Odnośnie Aggera i rywala, Rafa Benitez mówił: - Agger już trenuje, więc to dobra wiadomość.
- Spisujemy się lepiej. Zachowaliśmy czyste konto w meczu z Wolves, jednak nie graliśmy na takim poziomie, na jakim potrafimy. Poprawiamy naszą grę i mam nadzieję, że w jutrzejszym meczu zaprezentujemy dobre widowisko.
Przed meczem obrońca Boltonu, Gretar Steinsson, mówił: - Liverpool to świetny zespół z najlepszymi zawodnikami. Udowodnili to pokonując Tottenham kilka dni temu – więc będzie ciężko na ich terenie. To nieważne naprzeciw jakiej drużyny stajesz, pojedziemy tam aby zaprezentować się z jak najlepszej strony. Jeśli będziemy budować to co już zaczęliśmy, odniesiemy dobre rezultaty.

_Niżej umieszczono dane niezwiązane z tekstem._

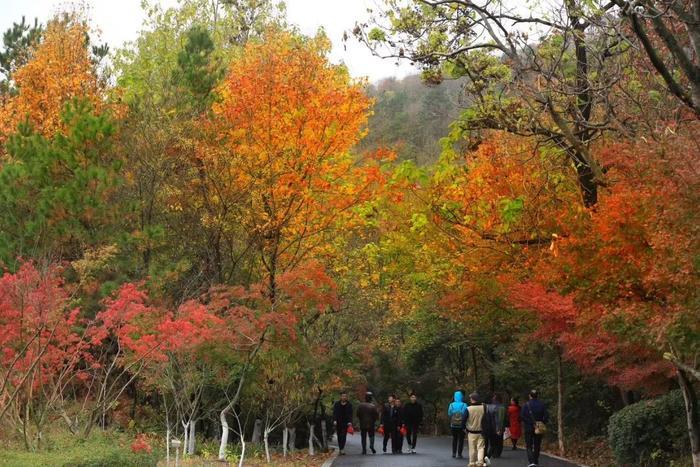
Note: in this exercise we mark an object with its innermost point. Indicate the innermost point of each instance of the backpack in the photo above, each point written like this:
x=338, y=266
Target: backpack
x=457, y=419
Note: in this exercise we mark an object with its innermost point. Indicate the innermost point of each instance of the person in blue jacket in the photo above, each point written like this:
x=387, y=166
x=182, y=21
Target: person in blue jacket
x=532, y=412
x=456, y=413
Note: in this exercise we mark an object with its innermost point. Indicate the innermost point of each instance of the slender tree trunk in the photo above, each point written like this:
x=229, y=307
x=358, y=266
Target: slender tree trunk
x=691, y=414
x=224, y=412
x=257, y=431
x=185, y=433
x=324, y=434
x=292, y=438
x=312, y=451
x=267, y=445
x=191, y=439
x=560, y=402
x=476, y=369
x=285, y=441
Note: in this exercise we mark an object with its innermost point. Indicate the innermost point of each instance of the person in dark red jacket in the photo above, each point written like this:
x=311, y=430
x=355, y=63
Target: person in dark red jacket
x=413, y=418
x=367, y=414
x=386, y=423
x=342, y=419
x=515, y=424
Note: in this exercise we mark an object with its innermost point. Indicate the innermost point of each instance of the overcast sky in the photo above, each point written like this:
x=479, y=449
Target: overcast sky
x=120, y=21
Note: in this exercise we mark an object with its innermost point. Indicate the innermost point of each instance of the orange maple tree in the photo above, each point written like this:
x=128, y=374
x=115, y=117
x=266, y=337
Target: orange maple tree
x=60, y=70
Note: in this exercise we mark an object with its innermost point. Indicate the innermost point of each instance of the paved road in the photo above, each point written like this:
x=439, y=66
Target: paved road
x=431, y=452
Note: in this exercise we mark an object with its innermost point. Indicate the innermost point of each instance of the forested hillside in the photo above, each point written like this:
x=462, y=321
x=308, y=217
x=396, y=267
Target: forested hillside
x=210, y=233
x=412, y=117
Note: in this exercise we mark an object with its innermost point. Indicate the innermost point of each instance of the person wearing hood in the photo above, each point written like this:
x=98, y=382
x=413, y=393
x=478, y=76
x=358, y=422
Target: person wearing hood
x=386, y=423
x=494, y=427
x=342, y=419
x=367, y=414
x=456, y=413
x=413, y=417
x=397, y=421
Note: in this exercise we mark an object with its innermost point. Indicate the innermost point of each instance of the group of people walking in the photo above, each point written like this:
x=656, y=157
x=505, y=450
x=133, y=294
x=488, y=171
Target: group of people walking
x=485, y=426
x=397, y=422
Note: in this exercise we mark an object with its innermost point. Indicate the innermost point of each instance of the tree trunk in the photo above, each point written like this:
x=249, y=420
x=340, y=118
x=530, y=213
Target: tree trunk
x=560, y=403
x=312, y=451
x=324, y=434
x=224, y=435
x=285, y=441
x=234, y=400
x=267, y=446
x=476, y=370
x=691, y=415
x=257, y=431
x=292, y=438
x=191, y=439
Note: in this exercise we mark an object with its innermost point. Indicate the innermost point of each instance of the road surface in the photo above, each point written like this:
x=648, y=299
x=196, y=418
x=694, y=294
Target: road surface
x=431, y=452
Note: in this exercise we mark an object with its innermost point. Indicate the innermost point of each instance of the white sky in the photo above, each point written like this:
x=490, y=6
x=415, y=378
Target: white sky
x=120, y=21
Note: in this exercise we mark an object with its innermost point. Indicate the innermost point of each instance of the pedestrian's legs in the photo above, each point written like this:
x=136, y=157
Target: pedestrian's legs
x=529, y=444
x=536, y=451
x=460, y=445
x=498, y=445
x=471, y=446
x=480, y=450
x=476, y=445
x=342, y=436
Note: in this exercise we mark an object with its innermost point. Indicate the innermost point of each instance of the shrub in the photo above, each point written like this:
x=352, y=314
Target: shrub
x=650, y=432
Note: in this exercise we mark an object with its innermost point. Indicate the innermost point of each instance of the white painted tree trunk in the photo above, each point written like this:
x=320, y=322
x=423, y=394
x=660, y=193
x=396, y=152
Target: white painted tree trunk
x=185, y=432
x=240, y=462
x=257, y=431
x=312, y=451
x=267, y=447
x=324, y=435
x=224, y=435
x=191, y=439
x=292, y=438
x=285, y=441
x=167, y=446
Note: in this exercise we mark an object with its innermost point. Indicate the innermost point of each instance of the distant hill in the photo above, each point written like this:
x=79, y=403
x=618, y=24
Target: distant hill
x=412, y=116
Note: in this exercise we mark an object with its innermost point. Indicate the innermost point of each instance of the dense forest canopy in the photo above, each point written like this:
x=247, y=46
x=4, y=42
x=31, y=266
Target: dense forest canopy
x=208, y=232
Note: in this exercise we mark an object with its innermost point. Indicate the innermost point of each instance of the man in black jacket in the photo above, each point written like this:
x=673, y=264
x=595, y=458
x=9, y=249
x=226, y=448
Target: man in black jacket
x=367, y=414
x=413, y=418
x=397, y=421
x=342, y=419
x=386, y=422
x=532, y=413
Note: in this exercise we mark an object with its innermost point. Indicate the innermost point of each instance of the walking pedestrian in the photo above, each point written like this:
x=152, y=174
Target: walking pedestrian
x=397, y=421
x=367, y=414
x=476, y=417
x=534, y=415
x=386, y=422
x=342, y=419
x=514, y=422
x=413, y=417
x=496, y=413
x=456, y=413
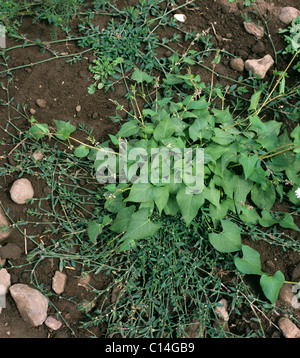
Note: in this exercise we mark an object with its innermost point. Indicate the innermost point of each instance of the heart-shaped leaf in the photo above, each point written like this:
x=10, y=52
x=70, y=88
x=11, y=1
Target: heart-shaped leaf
x=250, y=263
x=271, y=285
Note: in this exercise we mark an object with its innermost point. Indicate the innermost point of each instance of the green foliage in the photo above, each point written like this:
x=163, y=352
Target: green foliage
x=292, y=37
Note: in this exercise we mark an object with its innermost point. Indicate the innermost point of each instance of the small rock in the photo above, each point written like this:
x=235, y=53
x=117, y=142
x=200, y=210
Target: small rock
x=259, y=67
x=21, y=190
x=221, y=311
x=4, y=226
x=251, y=28
x=10, y=251
x=288, y=14
x=95, y=115
x=259, y=48
x=31, y=303
x=42, y=103
x=193, y=330
x=4, y=280
x=59, y=282
x=296, y=274
x=288, y=328
x=237, y=64
x=53, y=323
x=2, y=260
x=38, y=155
x=286, y=294
x=180, y=17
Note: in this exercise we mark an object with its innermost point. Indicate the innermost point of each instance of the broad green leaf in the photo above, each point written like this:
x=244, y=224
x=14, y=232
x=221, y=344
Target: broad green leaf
x=81, y=151
x=229, y=240
x=250, y=262
x=140, y=226
x=38, y=131
x=121, y=222
x=212, y=194
x=242, y=189
x=271, y=285
x=128, y=129
x=141, y=192
x=249, y=215
x=222, y=137
x=219, y=212
x=263, y=198
x=63, y=129
x=164, y=129
x=189, y=204
x=140, y=76
x=162, y=197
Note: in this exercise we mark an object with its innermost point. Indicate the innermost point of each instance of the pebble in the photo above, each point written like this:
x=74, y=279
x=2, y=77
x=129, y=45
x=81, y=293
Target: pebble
x=53, y=323
x=258, y=48
x=288, y=14
x=4, y=223
x=42, y=103
x=259, y=67
x=31, y=303
x=251, y=28
x=21, y=191
x=288, y=328
x=237, y=64
x=59, y=282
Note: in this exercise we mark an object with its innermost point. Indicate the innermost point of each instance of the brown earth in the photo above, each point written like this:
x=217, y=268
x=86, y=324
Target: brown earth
x=64, y=86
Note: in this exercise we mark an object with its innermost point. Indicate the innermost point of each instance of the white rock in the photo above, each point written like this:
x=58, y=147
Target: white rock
x=180, y=17
x=38, y=155
x=5, y=232
x=288, y=328
x=31, y=303
x=21, y=190
x=59, y=282
x=259, y=67
x=53, y=323
x=251, y=28
x=288, y=14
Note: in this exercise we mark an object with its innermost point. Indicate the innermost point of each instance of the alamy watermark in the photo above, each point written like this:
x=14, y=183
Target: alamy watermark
x=296, y=297
x=2, y=296
x=157, y=166
x=2, y=36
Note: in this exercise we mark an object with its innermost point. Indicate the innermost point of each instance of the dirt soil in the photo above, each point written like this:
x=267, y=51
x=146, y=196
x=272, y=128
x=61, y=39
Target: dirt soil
x=64, y=86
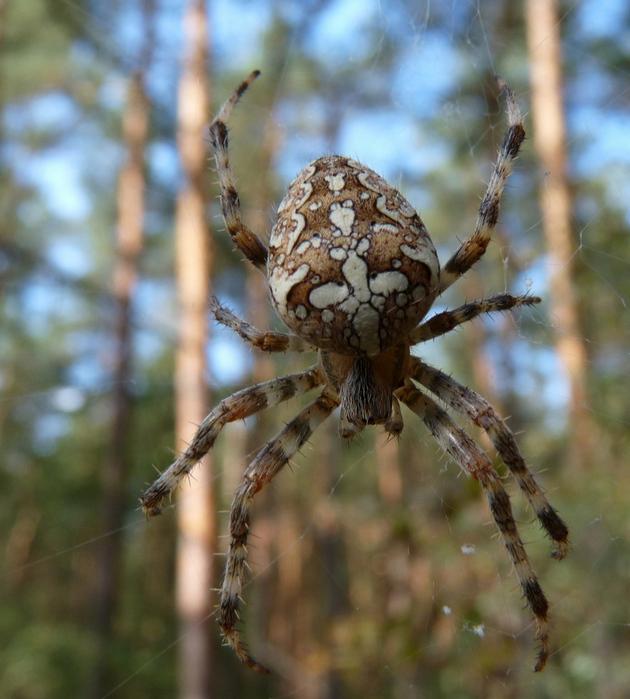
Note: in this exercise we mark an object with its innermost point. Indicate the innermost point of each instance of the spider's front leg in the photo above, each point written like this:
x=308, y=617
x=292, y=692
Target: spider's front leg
x=472, y=249
x=466, y=454
x=245, y=240
x=268, y=462
x=238, y=406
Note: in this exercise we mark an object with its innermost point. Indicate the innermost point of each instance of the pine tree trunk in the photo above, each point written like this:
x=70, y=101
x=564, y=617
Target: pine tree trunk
x=555, y=201
x=129, y=243
x=196, y=512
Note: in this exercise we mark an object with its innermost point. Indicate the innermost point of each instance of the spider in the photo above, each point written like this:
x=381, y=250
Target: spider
x=352, y=272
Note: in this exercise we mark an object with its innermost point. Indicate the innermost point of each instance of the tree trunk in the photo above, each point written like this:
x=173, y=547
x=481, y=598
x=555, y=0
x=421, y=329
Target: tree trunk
x=129, y=243
x=555, y=202
x=196, y=512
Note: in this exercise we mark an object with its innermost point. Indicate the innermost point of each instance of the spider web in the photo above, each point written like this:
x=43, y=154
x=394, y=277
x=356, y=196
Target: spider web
x=436, y=56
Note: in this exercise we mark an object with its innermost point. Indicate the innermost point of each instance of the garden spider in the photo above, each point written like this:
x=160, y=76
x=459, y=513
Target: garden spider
x=352, y=271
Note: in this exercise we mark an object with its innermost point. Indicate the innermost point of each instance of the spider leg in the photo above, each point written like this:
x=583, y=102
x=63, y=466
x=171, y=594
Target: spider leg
x=265, y=340
x=463, y=450
x=442, y=323
x=467, y=402
x=473, y=248
x=245, y=240
x=267, y=463
x=235, y=407
x=394, y=425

Trener, Owen Coyle, wypowiadał się z dużym respektem do rywala: - Wyjazd na Anfield nie jest łatwy dla nikogo i jest jeszcze trudniej myśląc o ich kibicach. Wiemy, że czeka nas ciężkie popołudnie, ale musimy próbować narzucać naszą grę. Jednak musimy mieć świadomość, że oni potrafią wygrywać. Pokazali to w meczu z Tottenhamem, z którym walczą o pozycję w lidze. Będziemy mieli duży respekt dla Liverpoolu, ale spróbujemy być odważni i narzucać grę, kiedy będzie to możliwe.
Możemy spodziewać się trudnego spotkania. Mecze z Boltonem zawsze wiążą się z walką fizyczną i z pewnością nie oczekiwałabym gry technicznej. Trudno przewidzieć postawę Liverpoolu, gdyż jak wiemy ostatnio bywało z nami różnie. Raz nie dawaliśmy rywalowi wiele zdziałać, aby w kolejnym meczu dać się zdominować. Pozostaje mieć nadzieję, że teraz będzie lepiej i wierzyć w zwycięstwo.